History/usage of virtual machines

  • Invented by IBM in late 1960's
  • Original usage:
    • One VM per user
    • Each user ran a different guest OS
    • Single shared hardware platform
  • Interest died out in the 1980's and 1990's:
    • Each user has a private machine
  • Reinvented, made practical by Mendel Rosenblum and graduate students at Stanford, formed VMware.
  • Software development:
    • Need to test software on different OS versions:
    • Keep one VM for each OS version.
    • Use a single machine to test all versions.
  • Datacenters:
    • Problem: many machines, each running a single application
      • Need separate machines for isolation: application crash could bring down the entire machine
      • Most applications only need a fraction of machine's resources.
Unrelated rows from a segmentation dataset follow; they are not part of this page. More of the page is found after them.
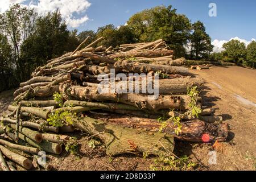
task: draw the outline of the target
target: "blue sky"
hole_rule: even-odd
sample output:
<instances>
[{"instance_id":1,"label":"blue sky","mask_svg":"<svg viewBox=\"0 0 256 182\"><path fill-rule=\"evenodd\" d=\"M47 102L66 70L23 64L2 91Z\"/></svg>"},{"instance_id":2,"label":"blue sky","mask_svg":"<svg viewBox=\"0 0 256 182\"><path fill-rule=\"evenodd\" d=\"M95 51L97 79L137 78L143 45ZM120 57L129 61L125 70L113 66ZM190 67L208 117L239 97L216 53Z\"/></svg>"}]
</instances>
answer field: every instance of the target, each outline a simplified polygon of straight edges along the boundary
<instances>
[{"instance_id":1,"label":"blue sky","mask_svg":"<svg viewBox=\"0 0 256 182\"><path fill-rule=\"evenodd\" d=\"M231 39L247 44L256 38L256 1L254 0L1 0L0 11L7 9L11 2L28 5L40 13L58 8L69 28L79 31L97 30L98 27L110 23L118 27L145 9L171 5L192 22L203 22L213 44L220 47L219 49ZM217 5L217 17L209 16L210 3Z\"/></svg>"},{"instance_id":2,"label":"blue sky","mask_svg":"<svg viewBox=\"0 0 256 182\"><path fill-rule=\"evenodd\" d=\"M99 26L114 23L123 24L133 14L158 5L172 5L192 22L200 20L212 39L229 39L238 36L250 40L256 36L256 1L216 0L90 0L87 10L90 19L81 30L97 30ZM217 17L208 15L210 3L217 5Z\"/></svg>"}]
</instances>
    • Solution: datacenter consolidation
      • One VM per application
      • Run several VM's on a single machine
      • Reduce # of machines
  • Encapsulation:
    • VMM can encapsulate entire state of a VM in a file.
    • Can save, continue, restore old state.
    • Datacenter example:
      • Can migrate VM's between machines to balance load
    • Software development:
      • Tests may corrupt the state of the machine
      • Solution:
        • Run tests in a VM
        • Always start tests from a saved VM configuration
        • Discard VM state after tests
        • Results: reproducible tests
  • Many other uses:
    • Run MacOS and Windows on the same machine
    • Security: can monitor all communication into and out of VM.